BTW, I’m glad that you mentioned St. Agnes Church. I checked it out and I found out that they have the Legion of Mary which I can join while I’m here in San Francisco. St. Ignatius where I go to has other advocacies.
Thank you for such an inspiring story!
Thank you for sharing Joseph, Father Jerry
Was very “SPECIAL”.
For Fr. Jerry
In memory of a life so Great and so beautiful touching so many people, he lived and Forever !!
From mei han
Thank you, Fr. Johnny. May we all be blessed with agents of Pentecost… And be agents, ourselves.
Thank you for sharing this article. It is a beautiful tribute to a person I never knew but who has inspired me after I have read about him. It is a fitting thought to meditate on today, Pentecost Sunday. May we find our Pentecost moment and become aware of it.
Fr. Johnny
Thank you for this wonderful homily. Fr. Jerry will like it.
Thank you, Fr. Johnny. This is such a day, a deep Pentecost day. Thank you, again and again!!!
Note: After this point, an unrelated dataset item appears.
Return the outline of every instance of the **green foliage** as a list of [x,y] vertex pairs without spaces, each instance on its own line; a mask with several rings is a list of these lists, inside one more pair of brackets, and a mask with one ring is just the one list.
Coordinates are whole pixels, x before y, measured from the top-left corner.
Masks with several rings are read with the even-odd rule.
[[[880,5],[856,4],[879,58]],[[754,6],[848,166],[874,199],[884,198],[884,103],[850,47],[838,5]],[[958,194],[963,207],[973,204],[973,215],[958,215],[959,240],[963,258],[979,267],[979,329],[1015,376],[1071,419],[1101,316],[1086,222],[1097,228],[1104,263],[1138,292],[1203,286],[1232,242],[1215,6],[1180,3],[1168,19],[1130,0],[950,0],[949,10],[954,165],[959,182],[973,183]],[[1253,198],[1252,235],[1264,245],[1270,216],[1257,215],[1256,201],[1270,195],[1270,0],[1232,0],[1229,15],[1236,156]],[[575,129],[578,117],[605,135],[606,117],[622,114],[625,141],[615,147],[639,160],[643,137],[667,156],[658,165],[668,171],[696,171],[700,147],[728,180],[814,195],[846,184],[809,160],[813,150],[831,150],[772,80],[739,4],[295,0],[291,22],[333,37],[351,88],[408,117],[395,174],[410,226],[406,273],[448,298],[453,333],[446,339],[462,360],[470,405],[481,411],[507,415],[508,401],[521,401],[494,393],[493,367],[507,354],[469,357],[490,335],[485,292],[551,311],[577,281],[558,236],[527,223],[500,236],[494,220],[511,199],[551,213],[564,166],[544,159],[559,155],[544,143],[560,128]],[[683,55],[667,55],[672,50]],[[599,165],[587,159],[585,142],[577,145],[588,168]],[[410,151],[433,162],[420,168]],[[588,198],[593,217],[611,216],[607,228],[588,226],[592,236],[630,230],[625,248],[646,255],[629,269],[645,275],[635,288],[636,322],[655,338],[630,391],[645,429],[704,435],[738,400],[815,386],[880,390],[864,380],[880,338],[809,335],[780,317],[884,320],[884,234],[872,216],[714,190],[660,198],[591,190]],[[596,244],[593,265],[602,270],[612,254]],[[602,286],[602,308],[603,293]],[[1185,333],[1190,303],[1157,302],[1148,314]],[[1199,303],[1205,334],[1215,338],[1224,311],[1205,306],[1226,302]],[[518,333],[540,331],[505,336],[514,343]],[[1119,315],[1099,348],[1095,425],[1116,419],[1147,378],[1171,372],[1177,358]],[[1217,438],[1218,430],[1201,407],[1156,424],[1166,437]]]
What a beautiful and touching tribute, Fr. Johnny.
Thank you for your tribute to Uncle Jerry
Our pentecosts are probably our personal encounters with angels.
Thank you for sharing this homily. Fr. Jerry was exactly as you described, and so very keenly missed.
Your heart is broken and I am so sorry for your loss. Hugs and prayers, Fr. Johnny. May the Spirit of God that lived in Fr. Jerry remain in, and pour forth from, you❤️ Thank you for sharing your gratitude and your sadness.